The Western Mountains are almost the “forgotten front” in the complex war raging across Libya – and it is a violent front.
Shortly after arriving in the town of Nalut, an hour’s drive from the Tunisian border, I heard a series of terrifying explosions.
A volley of Grad missiles – self-propelled explosive rockets about a metre long – had torn into buildings and smashed into the rocky outcrops that surround Nalut.
They were fired by troops loyal to Col Muammar Gaddafi from their positions in the valleys and plains below the Western Mountains, or Jebel Nafusa.
On this occasion, no-one was reported hurt.t
But the basic hospitals of the mountains – and the more sophisticated medical facilities of neighbouring Tunisia – are full of hundreds of injured from the forgotten front.
The day before I arrived in Nalut I heard Nato planes circling the area.
I later learnt that these Nato planes had attacked a pro-Gaddafi position in Ain Ghezaia, just below the mountain road leading to Nalut.
“We are very pleased with this Nato attack.
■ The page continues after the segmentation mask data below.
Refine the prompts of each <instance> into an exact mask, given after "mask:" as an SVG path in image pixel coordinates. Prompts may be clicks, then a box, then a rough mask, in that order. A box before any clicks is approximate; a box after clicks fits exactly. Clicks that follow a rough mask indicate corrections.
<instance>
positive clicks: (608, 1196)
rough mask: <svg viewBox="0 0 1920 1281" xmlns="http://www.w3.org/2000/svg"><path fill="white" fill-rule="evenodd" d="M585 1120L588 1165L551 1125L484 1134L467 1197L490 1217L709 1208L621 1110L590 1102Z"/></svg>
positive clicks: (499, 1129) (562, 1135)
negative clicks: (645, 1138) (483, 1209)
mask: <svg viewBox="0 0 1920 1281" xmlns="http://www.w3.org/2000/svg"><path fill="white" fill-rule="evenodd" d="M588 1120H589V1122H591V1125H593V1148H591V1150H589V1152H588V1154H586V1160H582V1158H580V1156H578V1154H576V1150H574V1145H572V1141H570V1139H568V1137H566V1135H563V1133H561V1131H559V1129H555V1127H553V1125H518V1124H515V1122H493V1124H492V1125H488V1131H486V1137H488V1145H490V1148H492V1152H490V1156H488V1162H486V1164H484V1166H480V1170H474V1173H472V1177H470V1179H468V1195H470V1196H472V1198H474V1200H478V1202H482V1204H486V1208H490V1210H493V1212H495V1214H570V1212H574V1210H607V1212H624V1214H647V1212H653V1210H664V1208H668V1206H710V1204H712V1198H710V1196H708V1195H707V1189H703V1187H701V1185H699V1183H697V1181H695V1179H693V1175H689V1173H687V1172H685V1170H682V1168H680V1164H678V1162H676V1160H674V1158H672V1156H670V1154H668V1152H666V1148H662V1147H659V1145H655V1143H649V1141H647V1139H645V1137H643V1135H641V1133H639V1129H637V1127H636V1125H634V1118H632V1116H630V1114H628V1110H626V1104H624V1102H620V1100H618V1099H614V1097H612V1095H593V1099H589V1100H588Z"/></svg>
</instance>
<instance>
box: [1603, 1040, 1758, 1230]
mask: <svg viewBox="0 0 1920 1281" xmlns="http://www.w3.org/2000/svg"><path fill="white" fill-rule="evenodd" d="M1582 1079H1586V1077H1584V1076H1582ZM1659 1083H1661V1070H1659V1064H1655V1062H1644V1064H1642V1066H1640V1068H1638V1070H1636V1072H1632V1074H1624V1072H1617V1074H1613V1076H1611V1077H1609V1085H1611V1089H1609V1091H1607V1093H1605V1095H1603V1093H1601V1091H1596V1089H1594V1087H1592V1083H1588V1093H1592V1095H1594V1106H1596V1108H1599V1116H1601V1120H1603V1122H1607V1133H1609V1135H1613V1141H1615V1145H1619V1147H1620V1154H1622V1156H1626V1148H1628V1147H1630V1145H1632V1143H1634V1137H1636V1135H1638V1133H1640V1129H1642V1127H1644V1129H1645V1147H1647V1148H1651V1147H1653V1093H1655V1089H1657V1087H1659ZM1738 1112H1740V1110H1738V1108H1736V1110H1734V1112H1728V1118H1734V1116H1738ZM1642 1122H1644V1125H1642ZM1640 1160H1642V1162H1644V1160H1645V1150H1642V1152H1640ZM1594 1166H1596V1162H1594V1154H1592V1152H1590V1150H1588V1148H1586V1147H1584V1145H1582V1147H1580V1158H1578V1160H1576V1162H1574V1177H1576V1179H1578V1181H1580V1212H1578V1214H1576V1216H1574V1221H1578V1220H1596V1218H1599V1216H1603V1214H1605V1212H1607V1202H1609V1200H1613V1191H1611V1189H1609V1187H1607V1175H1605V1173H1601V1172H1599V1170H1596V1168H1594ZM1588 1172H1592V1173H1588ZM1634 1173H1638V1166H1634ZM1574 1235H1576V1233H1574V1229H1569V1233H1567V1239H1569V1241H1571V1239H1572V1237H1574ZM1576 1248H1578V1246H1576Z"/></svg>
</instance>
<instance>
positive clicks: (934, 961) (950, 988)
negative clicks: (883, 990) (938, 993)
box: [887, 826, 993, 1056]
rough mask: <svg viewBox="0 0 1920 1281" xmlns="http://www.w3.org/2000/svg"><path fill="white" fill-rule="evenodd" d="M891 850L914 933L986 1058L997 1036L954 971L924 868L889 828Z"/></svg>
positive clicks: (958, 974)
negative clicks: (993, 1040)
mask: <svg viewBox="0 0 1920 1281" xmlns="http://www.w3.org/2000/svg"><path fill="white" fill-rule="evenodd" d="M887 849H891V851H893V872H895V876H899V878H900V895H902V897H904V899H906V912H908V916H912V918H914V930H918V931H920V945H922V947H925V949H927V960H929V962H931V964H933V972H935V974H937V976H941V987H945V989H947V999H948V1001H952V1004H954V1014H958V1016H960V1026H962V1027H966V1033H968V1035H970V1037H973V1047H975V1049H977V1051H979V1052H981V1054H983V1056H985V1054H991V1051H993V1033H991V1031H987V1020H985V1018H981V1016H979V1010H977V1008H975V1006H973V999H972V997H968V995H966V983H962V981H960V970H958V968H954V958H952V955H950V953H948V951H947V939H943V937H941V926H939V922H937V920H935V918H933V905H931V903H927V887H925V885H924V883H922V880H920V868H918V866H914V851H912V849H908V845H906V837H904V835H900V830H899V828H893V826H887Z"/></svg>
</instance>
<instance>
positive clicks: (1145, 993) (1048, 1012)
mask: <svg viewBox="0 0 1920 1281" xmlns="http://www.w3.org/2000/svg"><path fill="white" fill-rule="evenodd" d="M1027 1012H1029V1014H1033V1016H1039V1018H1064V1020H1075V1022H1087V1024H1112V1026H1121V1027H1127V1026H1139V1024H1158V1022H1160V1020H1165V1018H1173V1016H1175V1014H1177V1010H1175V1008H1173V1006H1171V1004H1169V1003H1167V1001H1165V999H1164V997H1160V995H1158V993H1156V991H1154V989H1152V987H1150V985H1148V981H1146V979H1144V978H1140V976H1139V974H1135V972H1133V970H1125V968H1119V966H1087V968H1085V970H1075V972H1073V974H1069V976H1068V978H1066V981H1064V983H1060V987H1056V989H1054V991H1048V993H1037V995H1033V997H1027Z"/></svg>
It has reduced the number of Grad attacks,” one resident of Nalut said.
But – as I discovered – it has not stopped them.
‘Painfully young men’
Since April, the mainly ethnic Berber rebels have consolidated their hold on a string of towns from the Tunisian border in the far west to within a few hours’ drive of Tripoli.
But the final drive to the capital – if it comes – will be a fierce battle.
The general picture in the Western Mountains is that the rebels hold the high ground, while Col Gaddafi’s troops hold the heavy weapons.
Most of the Berber rebels, in a loose alliance with the National Transitional Council in Libya’s second city, Benghazi, have only small arms – rifles or hand-held machine guns.
Some have larger guns mounted on the back of pickups, known as “technicals” after their widespread use in Somalia, but these are rare.
The rebels count instead on their superior knowledge of the mountains against Col Gaddafi, in much the same way that Libyan nationalists battled the colonial power, Italy, by taking to the high ground.
In other battles, the rebels have few advantages against the arsenal of heavy weapons and tanks that Col Gaddafi can deploy.
“We rely on our courage – and on Nato,” said another man.
I watched a group of rebels training in a barracks in Nalut.
They were keen and roused their morale with constant shouts of “Allahu Akhbar” or renditions of the old Libyan national anthem which Col Gaddafi banned.
But they were painfully young men who did not look ready for war.
The soldier who fired a gun into the air to encourage them as they scrambled under barbed wire on the training ground needed help with reloading it.
To be fair, these were mostly new recruits.
Rebels in other parts of the mountains are said to be far better trained.
Those who have seen them operate say they are fearless and totally committed to their cause.
‘Jigsaw of war’
Like elsewhere in Libya, they want the overthrow of Col Gaddafi, less corruption and better social services like education and health.
But here in the Western Mountains there is also another motive – the reassertion of the ancient Berber culture that Col Gaddafi tried to suppress.
For now, Nalut is a shadow of its former self.
Over the two days I spent there I did not see a single woman or small child.
They have almost all taken refuge in neighbouring Tunisia or in other Berber towns in the mountains.
Before the anti-Gaddafi uprising began in earnest in Nalut, in April, the town had a population of about 30,000.
Now it has less than 8,000 – almost all men of fighting age.
I asked a senior rebel commander in the Western Mountains – which dip towards the sea near Tripoli – whether their strategy was to continue the march on the capital.
The commander, who asked not to be named because he had family in Tripoli, replied: “Maybe, but I can’t fight on towards Tripoli when I also have the enemy at my back.”
He was referring to the Sahara Desert town of Ghadames on Libya’s south-western border with Algeria.
There have long been suspicions that while Tunisia, following the overthrow of President Zine al-Abidine Ben Ali, backs the rebels, the Algerian army may prefer Col Gaddafi staying in power in Libya.
It is another piece in Libya’s complex jigsaw of war.
Just as some of the Arab tribes and the ethnic Berbers may have motives that transcend the generalized “revolution”, regional powers have their own agendas too.
I asked the commander if he thought Algeria was supplying Col Gaddafi with weapons.
“He has plenty of his own,” the senior rebel replied.
“I don’t know if the Algerian government is involved,” he said, enigmatically, “but maybe it is.”